Hace unos días se podían leer comentarios al hilo de la muerte de Charlie Watts del tipo de “pobre” o “qué desgracia”. ¿Realmente hay que compadecerse tanto de alguien que fallece con más de ochenta años y tras una vida tan digna de generar envidia en el resto de mortales? Y sin embargo, ocurre. Nos venimos abajo. Nos sentimos abatidos. Incluso aunque no seamos fans incurables. Cuando murió Pau Donés (este sí, a una edad a todas luces prematura), daba también la sensación de que todo el mundo se veía obligado a dar su opinión, incluso aunque fuera precedida por la coletilla de “yo no era fan”, no fuera a ser que le adjudicaran algún sambenito de dudoso gusto. Pero tocaba opinar, decir algo sobre el fallecido, aunque fuera una loa a su entereza y calidad humana. Callar o permanecer impasible no se contempla como una opción en estas situaciones.
La explicación más plausible es que todos perdemos algo de nosotros mismos con la muerte de un músico conocido, incluso aunque tan solo podamos ligar la emotividad de un recuerdo a una sola canción y en nuestra vida se nos haya pasado por la cabeza comprar un solo disco suyo. Añoramos ser tan jóvenes y descarados como cuando en las emisoras de radio sonaba “La Flaca” o “Let’s Dance” o “Purple Rain”.
Nos resistimos a aceptar que el siglo XX lleva años desangrándose, porque también es la primera vez en la historia que asistimos al goteo mediático, amplificado por internet y sus redes sociales, de un reguero de decesos de los que antes solo teníamos una breve noticia por los informativos de la tele o por los periódicos de papel. Y a veces, ni eso. Lo empezamos a notar con un vigor inédito en 2016, el año en el que David Bowie, Leonard Cohen y Prince (también George Michael en diciembre, aunque su peso sea menor) nos dijeron adiós.
No debemos tampoco olvidarnos de que el rock, que es en realidad un hijo bastardo del blues, está a punto de cumplir setenta años y es perfectamente lógico, por una simple cuestión natural, que aquellos músicos que lo encumbraron al rol de preeminencia en la cultura del siglo pasado vayan desapareciendo. Sus pioneros rondarían (rondan algunos, vaya: ahí está Jerry Lee Lewis) los noventa años, así que basta hacer la cuenta con quienes protagonizaron las décadas siguientes, las de los sesenta, setenta, ochenta o noventa. Y todo ello suponiendo que hayan tenido una vida saludable, sin adicciones. Lo cual es mucho suponer.

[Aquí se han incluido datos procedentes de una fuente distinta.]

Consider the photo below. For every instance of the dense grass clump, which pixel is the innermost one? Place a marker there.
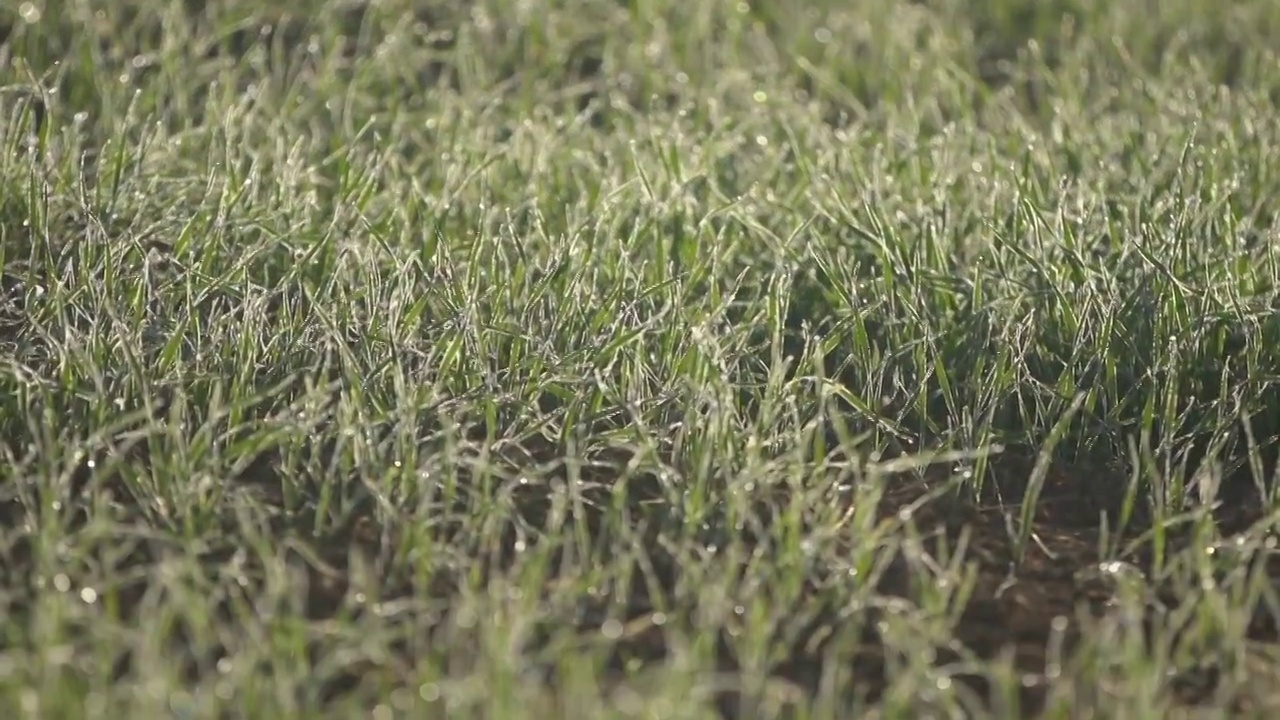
(639, 359)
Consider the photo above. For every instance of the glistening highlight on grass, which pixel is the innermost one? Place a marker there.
(639, 359)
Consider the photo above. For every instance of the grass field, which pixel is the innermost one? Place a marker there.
(656, 359)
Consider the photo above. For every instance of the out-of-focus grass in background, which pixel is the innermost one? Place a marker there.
(652, 359)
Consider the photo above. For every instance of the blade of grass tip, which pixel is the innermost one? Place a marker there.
(1040, 472)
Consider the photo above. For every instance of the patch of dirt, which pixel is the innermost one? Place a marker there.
(1022, 605)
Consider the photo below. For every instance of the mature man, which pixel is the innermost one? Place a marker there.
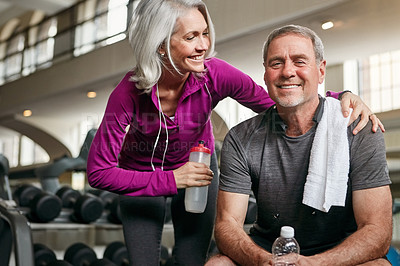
(334, 191)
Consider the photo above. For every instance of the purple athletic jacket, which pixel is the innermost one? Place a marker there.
(120, 155)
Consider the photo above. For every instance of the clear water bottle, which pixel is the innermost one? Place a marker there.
(285, 249)
(196, 197)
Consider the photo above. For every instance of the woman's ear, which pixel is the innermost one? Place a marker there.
(161, 50)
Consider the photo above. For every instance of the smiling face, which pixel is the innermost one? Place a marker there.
(190, 42)
(292, 73)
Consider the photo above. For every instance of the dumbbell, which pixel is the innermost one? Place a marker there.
(80, 254)
(86, 208)
(111, 204)
(43, 206)
(43, 255)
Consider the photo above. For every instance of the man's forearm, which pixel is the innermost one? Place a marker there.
(233, 242)
(366, 244)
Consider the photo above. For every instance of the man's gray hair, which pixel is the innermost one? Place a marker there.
(152, 25)
(300, 30)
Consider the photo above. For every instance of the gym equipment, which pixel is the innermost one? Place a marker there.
(86, 208)
(59, 263)
(117, 253)
(43, 255)
(15, 232)
(111, 204)
(41, 206)
(79, 254)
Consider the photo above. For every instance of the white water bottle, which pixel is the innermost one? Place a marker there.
(196, 197)
(285, 249)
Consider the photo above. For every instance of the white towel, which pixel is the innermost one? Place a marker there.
(326, 183)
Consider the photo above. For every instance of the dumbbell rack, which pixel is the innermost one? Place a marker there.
(21, 231)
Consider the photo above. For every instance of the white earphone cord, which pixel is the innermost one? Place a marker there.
(160, 113)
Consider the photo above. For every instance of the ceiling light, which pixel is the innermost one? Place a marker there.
(27, 113)
(327, 25)
(91, 94)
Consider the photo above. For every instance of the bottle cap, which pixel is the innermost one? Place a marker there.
(287, 232)
(200, 148)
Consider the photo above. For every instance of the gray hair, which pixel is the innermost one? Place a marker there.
(152, 25)
(300, 30)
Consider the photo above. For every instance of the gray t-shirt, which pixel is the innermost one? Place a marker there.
(258, 157)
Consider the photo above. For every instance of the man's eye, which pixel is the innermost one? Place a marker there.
(276, 64)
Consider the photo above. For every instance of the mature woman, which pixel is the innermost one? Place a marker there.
(156, 114)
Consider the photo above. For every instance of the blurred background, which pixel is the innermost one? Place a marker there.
(60, 59)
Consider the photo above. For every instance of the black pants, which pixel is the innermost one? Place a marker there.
(143, 221)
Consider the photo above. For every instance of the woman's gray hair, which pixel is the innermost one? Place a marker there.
(152, 25)
(296, 29)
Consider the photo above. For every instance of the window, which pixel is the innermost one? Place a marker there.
(380, 87)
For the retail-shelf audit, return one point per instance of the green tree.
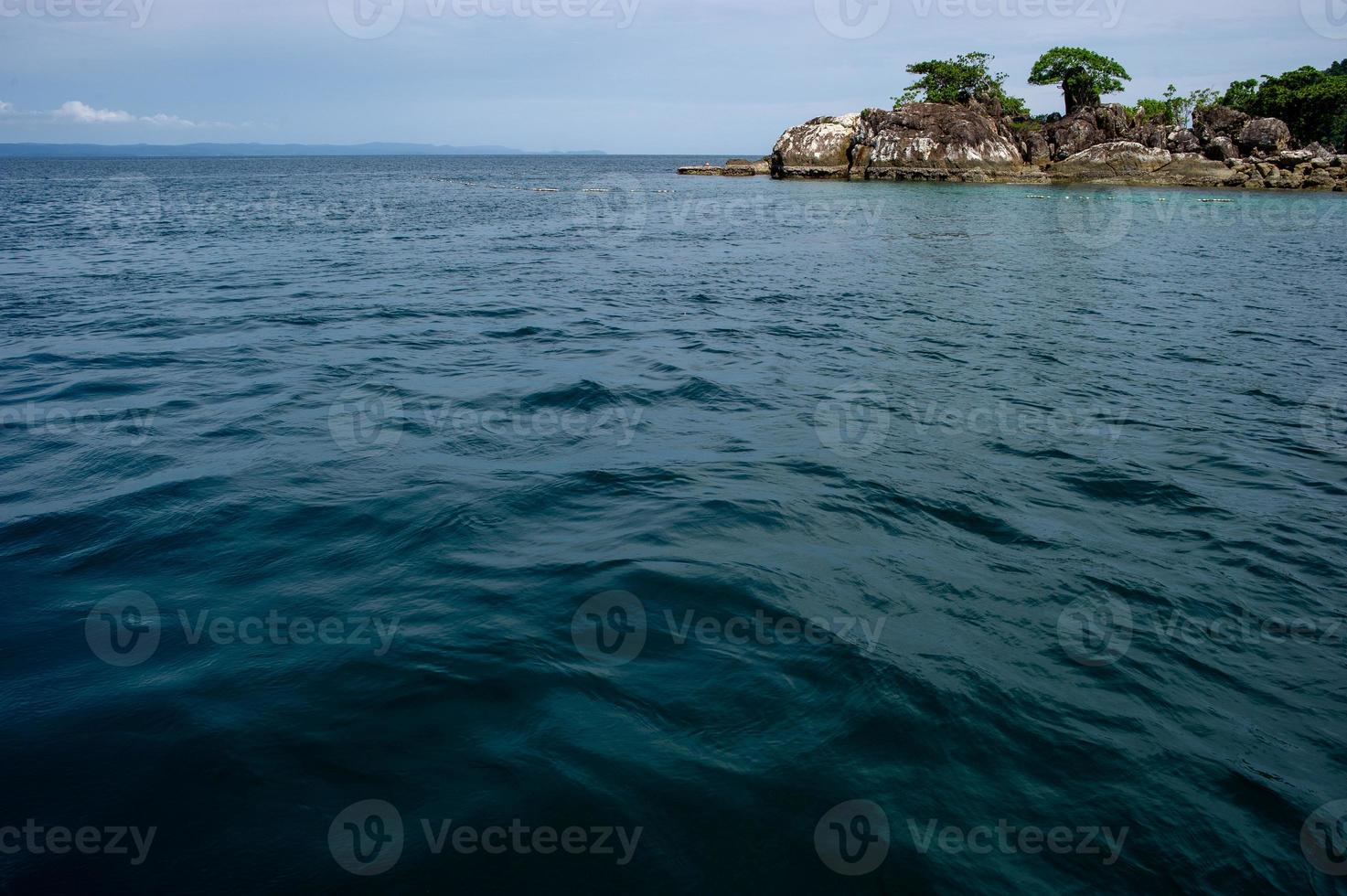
(1085, 77)
(1241, 94)
(1312, 102)
(959, 81)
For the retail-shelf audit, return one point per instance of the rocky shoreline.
(1106, 144)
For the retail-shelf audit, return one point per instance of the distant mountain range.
(194, 150)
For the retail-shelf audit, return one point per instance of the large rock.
(1210, 123)
(820, 148)
(1085, 128)
(1222, 150)
(1130, 162)
(1264, 135)
(931, 141)
(1181, 141)
(1107, 144)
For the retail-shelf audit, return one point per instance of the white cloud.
(82, 113)
(85, 113)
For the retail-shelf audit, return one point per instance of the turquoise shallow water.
(777, 520)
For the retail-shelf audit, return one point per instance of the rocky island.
(973, 133)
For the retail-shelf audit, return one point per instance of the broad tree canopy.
(1085, 76)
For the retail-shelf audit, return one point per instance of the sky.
(620, 76)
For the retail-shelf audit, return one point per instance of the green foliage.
(1175, 110)
(1085, 76)
(1241, 94)
(959, 81)
(1155, 110)
(1312, 102)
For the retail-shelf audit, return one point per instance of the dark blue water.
(808, 528)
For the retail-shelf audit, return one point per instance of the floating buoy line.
(500, 187)
(1109, 198)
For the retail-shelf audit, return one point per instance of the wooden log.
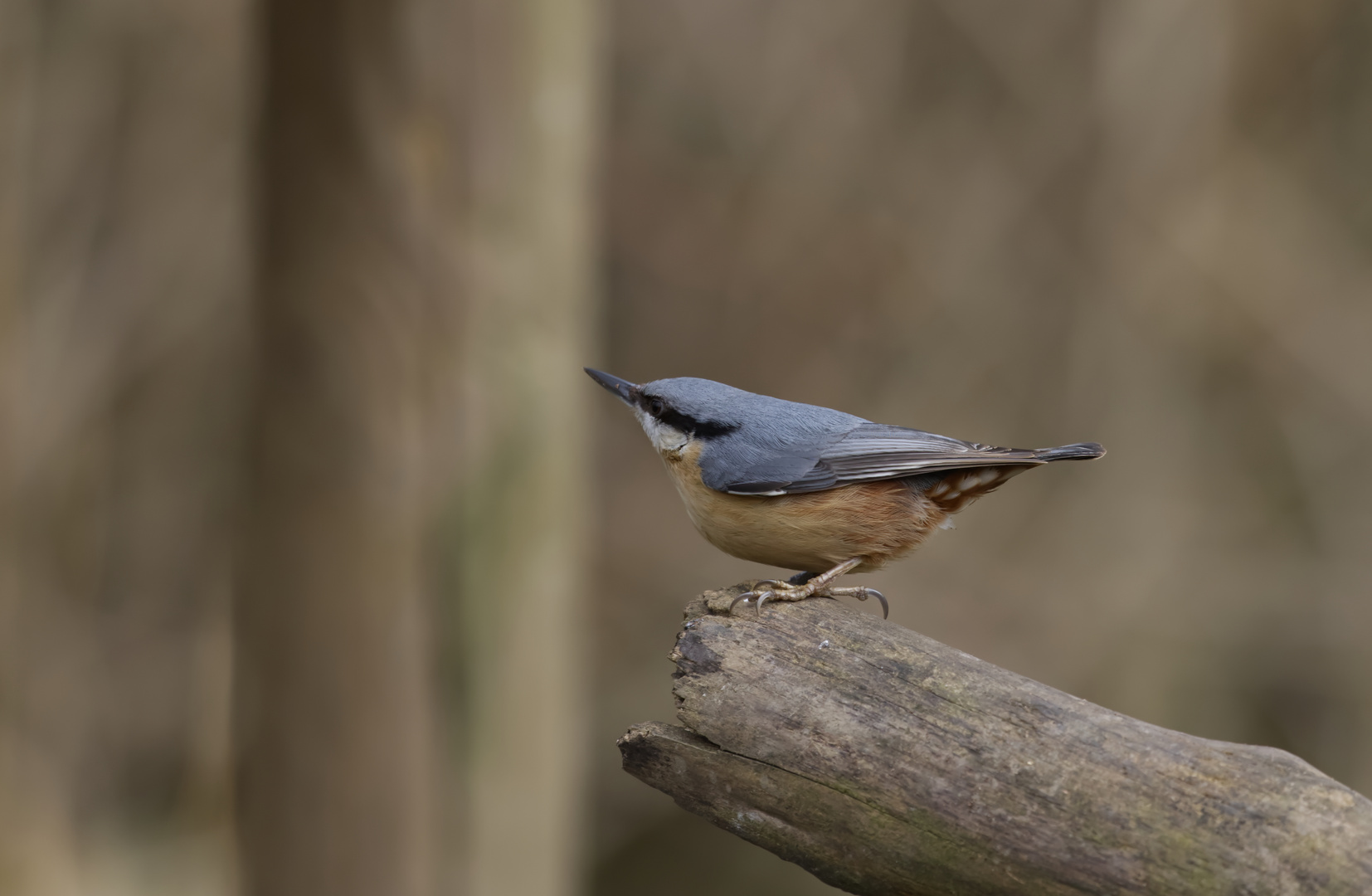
(885, 762)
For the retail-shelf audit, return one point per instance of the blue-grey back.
(761, 445)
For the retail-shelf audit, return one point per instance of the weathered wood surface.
(885, 762)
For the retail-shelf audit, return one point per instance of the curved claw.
(741, 598)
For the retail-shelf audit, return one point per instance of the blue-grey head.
(674, 411)
(749, 441)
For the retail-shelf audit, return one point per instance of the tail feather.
(1076, 451)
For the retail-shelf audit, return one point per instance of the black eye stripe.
(675, 419)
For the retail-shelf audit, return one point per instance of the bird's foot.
(862, 593)
(810, 587)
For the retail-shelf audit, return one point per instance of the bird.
(812, 489)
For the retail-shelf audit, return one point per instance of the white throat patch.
(663, 436)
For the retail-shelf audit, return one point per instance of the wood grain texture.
(885, 762)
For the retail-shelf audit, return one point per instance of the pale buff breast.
(811, 531)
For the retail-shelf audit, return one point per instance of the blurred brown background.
(323, 567)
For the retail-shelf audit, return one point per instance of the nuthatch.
(811, 489)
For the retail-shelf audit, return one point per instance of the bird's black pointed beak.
(620, 387)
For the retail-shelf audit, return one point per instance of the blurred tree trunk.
(528, 504)
(121, 363)
(353, 329)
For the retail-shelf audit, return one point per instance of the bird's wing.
(866, 453)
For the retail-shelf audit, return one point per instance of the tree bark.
(885, 762)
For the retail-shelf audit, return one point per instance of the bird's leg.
(811, 587)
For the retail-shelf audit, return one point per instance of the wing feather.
(872, 451)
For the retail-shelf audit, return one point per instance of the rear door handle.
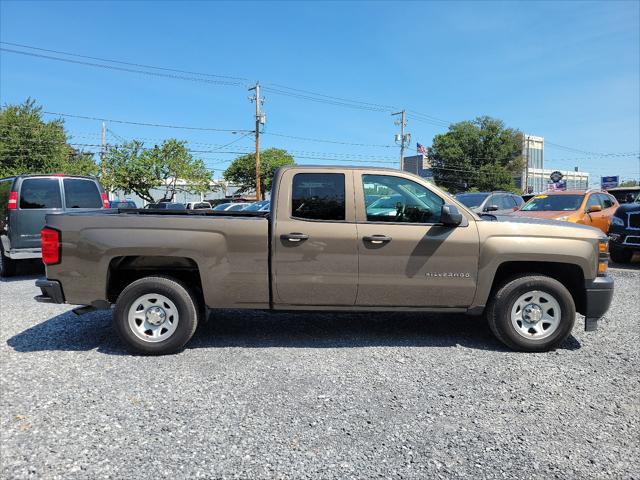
(377, 239)
(294, 237)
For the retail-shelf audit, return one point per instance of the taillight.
(13, 201)
(50, 241)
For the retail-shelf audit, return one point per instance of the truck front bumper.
(598, 296)
(51, 291)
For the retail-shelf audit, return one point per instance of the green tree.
(242, 171)
(169, 168)
(481, 154)
(28, 144)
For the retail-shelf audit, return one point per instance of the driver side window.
(399, 200)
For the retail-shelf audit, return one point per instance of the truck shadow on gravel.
(255, 329)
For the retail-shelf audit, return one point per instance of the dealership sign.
(556, 181)
(609, 182)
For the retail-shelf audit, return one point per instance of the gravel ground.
(316, 395)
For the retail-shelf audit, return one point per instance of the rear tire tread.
(173, 287)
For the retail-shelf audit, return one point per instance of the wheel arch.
(124, 270)
(568, 274)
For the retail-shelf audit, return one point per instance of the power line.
(229, 80)
(159, 125)
(125, 63)
(123, 69)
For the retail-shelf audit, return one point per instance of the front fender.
(497, 250)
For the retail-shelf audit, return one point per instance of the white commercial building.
(535, 178)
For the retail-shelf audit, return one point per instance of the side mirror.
(450, 216)
(594, 208)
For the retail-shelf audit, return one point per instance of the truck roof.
(27, 175)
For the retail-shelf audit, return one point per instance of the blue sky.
(568, 71)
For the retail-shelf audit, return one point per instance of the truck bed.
(228, 250)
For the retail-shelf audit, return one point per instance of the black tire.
(183, 299)
(621, 255)
(500, 306)
(7, 265)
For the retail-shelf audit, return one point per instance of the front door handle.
(377, 239)
(294, 237)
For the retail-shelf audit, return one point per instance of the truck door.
(406, 258)
(314, 242)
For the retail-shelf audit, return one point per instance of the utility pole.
(403, 138)
(526, 165)
(102, 149)
(260, 120)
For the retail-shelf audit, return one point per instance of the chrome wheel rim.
(153, 317)
(536, 315)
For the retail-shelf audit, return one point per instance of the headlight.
(617, 221)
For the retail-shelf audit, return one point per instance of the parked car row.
(594, 208)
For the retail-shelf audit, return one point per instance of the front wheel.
(532, 313)
(156, 315)
(7, 265)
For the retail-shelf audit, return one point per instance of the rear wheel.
(7, 265)
(156, 315)
(532, 313)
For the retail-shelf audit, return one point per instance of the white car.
(229, 207)
(198, 205)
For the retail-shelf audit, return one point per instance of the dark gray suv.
(499, 203)
(24, 202)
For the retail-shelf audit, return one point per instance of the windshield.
(472, 200)
(553, 203)
(628, 196)
(237, 206)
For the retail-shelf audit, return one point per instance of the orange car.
(593, 207)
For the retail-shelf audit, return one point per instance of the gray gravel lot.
(316, 395)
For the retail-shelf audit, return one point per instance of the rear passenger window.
(318, 196)
(504, 202)
(81, 194)
(40, 193)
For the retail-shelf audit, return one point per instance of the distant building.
(535, 178)
(418, 165)
(540, 179)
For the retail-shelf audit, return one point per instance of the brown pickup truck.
(335, 239)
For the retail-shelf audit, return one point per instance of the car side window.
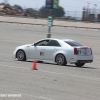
(53, 43)
(42, 43)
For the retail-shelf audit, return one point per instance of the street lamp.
(95, 11)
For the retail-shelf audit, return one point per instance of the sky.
(70, 6)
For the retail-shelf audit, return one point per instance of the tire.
(60, 59)
(20, 55)
(79, 64)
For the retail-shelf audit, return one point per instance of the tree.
(18, 7)
(55, 12)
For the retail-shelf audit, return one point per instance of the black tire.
(79, 64)
(20, 55)
(60, 59)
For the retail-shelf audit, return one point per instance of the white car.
(61, 51)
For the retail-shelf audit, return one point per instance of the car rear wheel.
(60, 59)
(79, 64)
(21, 55)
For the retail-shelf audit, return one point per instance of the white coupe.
(61, 51)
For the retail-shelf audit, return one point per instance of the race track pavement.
(50, 81)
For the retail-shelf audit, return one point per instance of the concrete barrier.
(59, 23)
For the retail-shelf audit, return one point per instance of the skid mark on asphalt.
(39, 97)
(43, 71)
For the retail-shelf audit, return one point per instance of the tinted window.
(73, 43)
(53, 43)
(42, 43)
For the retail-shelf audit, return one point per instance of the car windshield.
(73, 43)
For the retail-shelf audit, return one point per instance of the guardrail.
(44, 24)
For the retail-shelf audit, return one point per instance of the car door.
(37, 51)
(51, 49)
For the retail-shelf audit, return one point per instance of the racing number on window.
(41, 53)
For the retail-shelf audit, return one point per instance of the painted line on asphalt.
(39, 97)
(84, 77)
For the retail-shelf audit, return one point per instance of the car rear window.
(73, 43)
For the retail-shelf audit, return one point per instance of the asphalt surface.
(50, 81)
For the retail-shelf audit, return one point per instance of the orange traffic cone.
(34, 65)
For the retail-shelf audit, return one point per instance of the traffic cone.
(34, 65)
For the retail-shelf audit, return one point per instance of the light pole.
(95, 11)
(88, 9)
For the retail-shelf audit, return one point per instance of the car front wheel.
(21, 55)
(60, 59)
(79, 64)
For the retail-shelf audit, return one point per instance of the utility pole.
(51, 4)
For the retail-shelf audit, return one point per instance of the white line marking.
(39, 97)
(90, 78)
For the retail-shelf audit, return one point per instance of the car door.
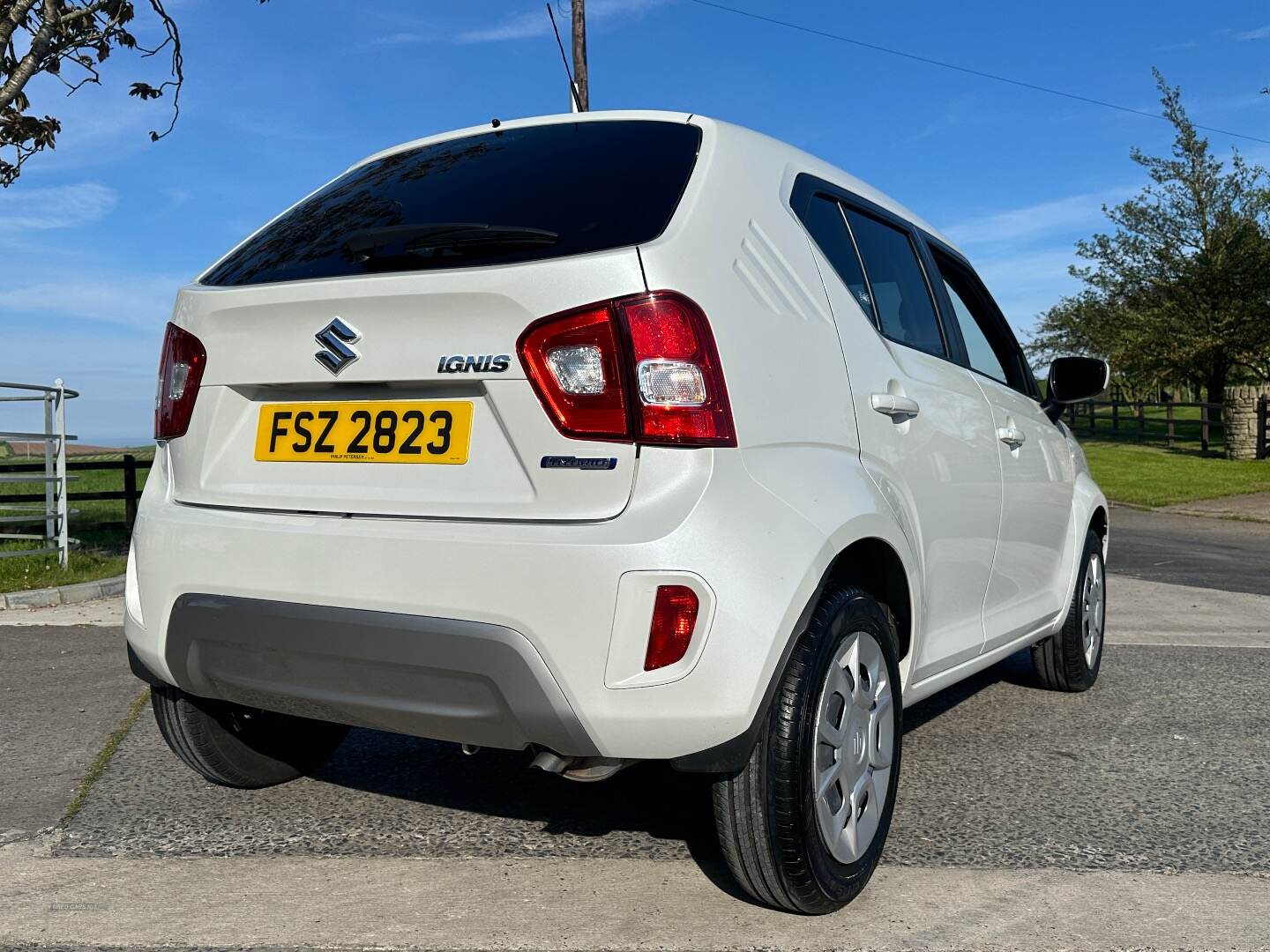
(1029, 583)
(926, 429)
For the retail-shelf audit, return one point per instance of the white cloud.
(1064, 215)
(536, 23)
(403, 38)
(112, 369)
(55, 207)
(136, 301)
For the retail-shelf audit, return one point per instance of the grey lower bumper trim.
(439, 678)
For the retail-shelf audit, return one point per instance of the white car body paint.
(989, 537)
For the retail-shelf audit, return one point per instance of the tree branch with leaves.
(70, 40)
(1179, 288)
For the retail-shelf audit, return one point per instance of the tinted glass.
(905, 310)
(979, 351)
(990, 344)
(825, 222)
(592, 184)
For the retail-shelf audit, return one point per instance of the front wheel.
(803, 824)
(1071, 658)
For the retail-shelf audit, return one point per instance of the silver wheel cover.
(1093, 609)
(855, 740)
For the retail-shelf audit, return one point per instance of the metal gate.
(52, 514)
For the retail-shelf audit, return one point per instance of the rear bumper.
(449, 680)
(489, 634)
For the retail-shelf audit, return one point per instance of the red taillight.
(639, 368)
(181, 368)
(675, 616)
(573, 363)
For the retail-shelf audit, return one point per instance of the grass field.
(92, 512)
(26, 573)
(101, 554)
(1145, 475)
(1152, 429)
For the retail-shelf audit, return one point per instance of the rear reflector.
(675, 616)
(639, 368)
(181, 368)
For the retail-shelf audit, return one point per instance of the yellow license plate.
(366, 432)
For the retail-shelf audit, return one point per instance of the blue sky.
(95, 238)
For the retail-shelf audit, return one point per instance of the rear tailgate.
(433, 259)
(260, 351)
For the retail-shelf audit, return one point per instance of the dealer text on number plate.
(366, 432)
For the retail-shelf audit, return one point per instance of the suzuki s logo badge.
(474, 363)
(335, 339)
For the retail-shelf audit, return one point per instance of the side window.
(906, 312)
(828, 228)
(982, 355)
(990, 344)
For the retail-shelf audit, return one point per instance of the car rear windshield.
(503, 196)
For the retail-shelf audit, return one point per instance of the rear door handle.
(1011, 435)
(897, 407)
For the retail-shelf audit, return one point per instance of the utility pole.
(579, 54)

La música popular es posiblemente la forma de arte que más directamente apela a nuestras emociones. Al menos la que lo hace de un modo más directo. Es un topicazo hablar de aquello de “la banda sonora de nuestras vidas”, pero es real. Tiene un sentido. Todos tenemos una banda sonora en nuestra memoria. Incluso aunque no seamos conscientes, o no hayamos comprado un disco en nuestra vida. Y seguramente por eso necesitamos compartir nuestra congoja al comprobar cómo algunos de esos referentes, que formaban parte preciada e indisociable de nuestro universo, se va para siempre. Por mucho que su obra, sí, se quede.